The study findings were limited by the use of self-reports and by the inability of the study design to show causality, the researchers said. Other limitations include the use of average assessments of ozone that are less precise, lack of assessment of biological pathways for risk, lack of formal psychiatric diagnoses, and the small geographic region included in the study, they said.
However, the results provide preliminary evidence that ozone exposure is a potential contributing factor to depressive symptoms in youth, and serve as a jumping-off point for future research, they noted. Future studies should address changes in systemic inflammation, neurodevelopment, or stress reactivity, as well as concurrent psychosocial or biological factors, and temporal associations between air pollution and mental health symptoms, they concluded.
Environmental factors drive inflammatory responses
Peter L. Loper Jr., MD, considers the findings of the Developmental Psychology study to be unsurprising but important – because air pollution is simply getting worse.
“As the study authors cite, there is sufficient data correlating ozone to negative physical health outcomes in youth, but a paucity of data exploring the impact of poor air quality on mental health outcomes in this demographic,” noted Dr. Loper, of the University of South Carolina, Columbia, in an interview.
“As discussed by the study researchers, any environmental exposure that increases immune-mediated inflammation can result in negative health outcomes. In fact, there is already data to suggest that similar cytokines, or immune cell signalers, that get released by our immune system due to environmental exposures and that contribute to asthma, may also be implicated in depression and other mental health problems,” he noted.

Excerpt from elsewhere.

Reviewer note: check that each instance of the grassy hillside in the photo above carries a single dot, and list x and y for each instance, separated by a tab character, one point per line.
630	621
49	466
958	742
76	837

“Just like downstream symptom indicators of physical illnesses such as asthma are secondary to immune-mediated pulmonary inflammation, downstream symptom indicators of mental illness, such as depression, are secondary to immune-mediated neuroinflammation,” Dr. Loper emphasized. “The most well-characterized upstream phenomenon perpetuating the downstream symptom indicators of depression involve neuroinflammatory states due to psychosocial and relational factors such as chronic stress, poor relationships, or substance use. However, any environmental factor that triggers an immune response and inflammation can promote neuroinflammation that manifests as symptoms of mental illness.”
The message for teens with depression and their families is that “we are a product of our environment,” Dr. Loper said. “When our environments are proinflammatory, or cause our immune system to become overactive, then we will develop illness; however, the most potent mediator of inflammation in the brain, and the downstream symptoms of depression, is our relationships with those we love most,” he said.
Dr. Loper suggested research aimed at identifying other sources of immune-mediated inflammation caused by physical environments and better understanding how environmental phenomenon like ozone may compound previously established risk factors for mental illness could be useful.
The RMD Open study received no outside funding, and its authors had no financial conflicts.
The Developmental Psychology study was supported by the National Institute of Mental Health and the Stanford University Precision Health and Integrated Diagnostics Center. The researchers for that report, and Dr. Loper and Dr. Barrett had no conflicts to disclose.